WEST Coast has pitched for special access to its Next Generation Academy players as clubs fight for their share of junior talent ahead of next month's AFL Commission meeting.

Debate on club academies is flaring across the League as the AFL prepares to rule on the future of Greater Western Sydney's rich recruiting zone in southern NSW.

Eagles CEO Trevor Nisbett is not opposed to the Giants retaining their Academy borders, which recruiters say cross into traditional football recruiting zones. 

But he said it defied logic to deny clubs like West Coast access to the players it developed in Next Generation academies. 

The Next Generation academies, which Fremantle also partners in, were established early last year to offer a high performance football talent program for emerging players from diverse backgrounds in Western Australia, including those from Aboriginal and Torres Strait Island communities.

"If we're being asked to develop and fund an under-represented area then we should have access to the players we develop," Nisbett told Fairfax Media.

"We'd be more supportive of the academies if we were getting rewarded for the effort and the work when we've got opposition zones in the northern states where the same rules don't apply. 

"It's an argument that defies logic in my view."

West Coast and Fremantle are not given special access to indigenous players from their Next Generation academies unless they come from the Pilbara and the Kimberley respectively.
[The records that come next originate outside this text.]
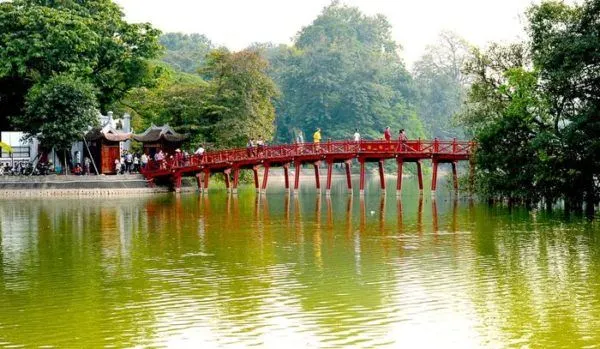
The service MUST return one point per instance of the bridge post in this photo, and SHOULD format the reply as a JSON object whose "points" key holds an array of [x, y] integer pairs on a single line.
{"points": [[199, 181], [206, 178], [420, 176], [176, 181], [400, 163], [348, 175], [381, 175], [297, 166], [434, 177], [329, 170], [286, 176], [454, 176], [255, 172], [227, 179], [362, 176], [236, 179], [265, 177], [317, 176]]}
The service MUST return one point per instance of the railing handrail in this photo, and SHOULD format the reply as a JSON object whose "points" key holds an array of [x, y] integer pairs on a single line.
{"points": [[266, 152]]}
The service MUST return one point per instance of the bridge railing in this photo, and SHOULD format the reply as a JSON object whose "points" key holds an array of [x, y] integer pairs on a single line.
{"points": [[285, 151]]}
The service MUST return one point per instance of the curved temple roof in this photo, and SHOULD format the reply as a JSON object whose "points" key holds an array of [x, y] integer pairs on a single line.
{"points": [[155, 133]]}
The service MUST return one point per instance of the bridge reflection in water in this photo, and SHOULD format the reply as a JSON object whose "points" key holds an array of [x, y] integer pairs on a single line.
{"points": [[230, 162], [252, 270]]}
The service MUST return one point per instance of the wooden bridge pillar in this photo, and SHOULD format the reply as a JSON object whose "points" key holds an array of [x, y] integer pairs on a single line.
{"points": [[400, 163], [206, 178], [297, 169], [381, 175], [236, 179], [255, 172], [317, 176], [347, 164], [362, 176], [329, 173], [199, 181], [434, 177], [454, 175], [226, 174], [286, 176], [265, 177], [176, 181], [420, 176]]}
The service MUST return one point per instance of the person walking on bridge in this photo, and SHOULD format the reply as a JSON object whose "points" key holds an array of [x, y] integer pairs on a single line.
{"points": [[317, 138], [402, 140], [387, 134]]}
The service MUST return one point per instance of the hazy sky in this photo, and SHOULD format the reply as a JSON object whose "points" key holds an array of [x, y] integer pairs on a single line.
{"points": [[416, 23]]}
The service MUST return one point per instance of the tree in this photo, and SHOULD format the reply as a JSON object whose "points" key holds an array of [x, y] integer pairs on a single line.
{"points": [[40, 39], [59, 111], [534, 109], [344, 72], [185, 52], [441, 86], [240, 101], [233, 103]]}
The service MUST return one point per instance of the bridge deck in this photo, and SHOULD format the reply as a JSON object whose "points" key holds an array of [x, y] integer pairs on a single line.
{"points": [[233, 160]]}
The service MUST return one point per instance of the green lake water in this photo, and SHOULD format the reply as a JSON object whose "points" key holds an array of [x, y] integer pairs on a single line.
{"points": [[193, 271]]}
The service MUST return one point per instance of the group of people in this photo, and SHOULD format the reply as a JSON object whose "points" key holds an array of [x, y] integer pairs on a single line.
{"points": [[255, 147], [130, 162], [387, 135]]}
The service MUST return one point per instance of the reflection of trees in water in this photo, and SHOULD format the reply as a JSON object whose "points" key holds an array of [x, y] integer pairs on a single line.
{"points": [[233, 262]]}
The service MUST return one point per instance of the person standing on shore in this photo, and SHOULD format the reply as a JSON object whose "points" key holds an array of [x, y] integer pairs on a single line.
{"points": [[356, 136], [144, 160], [402, 140], [387, 134]]}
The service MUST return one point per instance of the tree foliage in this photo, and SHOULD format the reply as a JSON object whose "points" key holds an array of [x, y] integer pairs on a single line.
{"points": [[185, 52], [233, 102], [534, 108], [344, 72], [59, 111], [440, 84], [40, 39]]}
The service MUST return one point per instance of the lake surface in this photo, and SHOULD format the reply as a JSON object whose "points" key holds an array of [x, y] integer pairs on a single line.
{"points": [[192, 271]]}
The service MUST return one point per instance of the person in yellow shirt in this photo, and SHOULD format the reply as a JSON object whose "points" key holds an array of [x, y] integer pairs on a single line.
{"points": [[317, 136]]}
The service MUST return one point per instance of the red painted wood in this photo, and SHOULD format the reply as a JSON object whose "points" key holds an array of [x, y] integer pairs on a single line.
{"points": [[348, 174], [420, 175], [265, 177], [329, 172], [297, 175], [317, 175], [434, 177], [381, 175], [438, 151], [454, 176], [399, 175], [286, 175]]}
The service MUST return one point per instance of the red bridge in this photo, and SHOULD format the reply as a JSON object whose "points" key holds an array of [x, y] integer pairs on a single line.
{"points": [[231, 162]]}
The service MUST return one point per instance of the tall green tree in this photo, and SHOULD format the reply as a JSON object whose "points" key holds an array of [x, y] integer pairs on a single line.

Nisbett said he had met with the AFL to discuss the issue, stressing that both WA clubs were developing an area that was under-represented in the AFL and WAFL state competition.

While the Eagles push for access to its Next Generation Academy, Brisbane Lions CEO Greg Swann said a return to special zone access across the AFL would not benefit the competition.

"There will be a lot of pressure from clubs putting time and effort into their new academies wanting to recruit those players," Swann told Fairfax Media.

"There'll be a push back to zones and we don't want to see that."

The AFL Commission will meet next month to rule on the future of the Giants' recruiting borders.

GWS CEO David Matthews this week said rival recruiters "overrate, or exaggerate the talent of the guys in our Academy", imploring the AFL to leave its recruiting zone intact.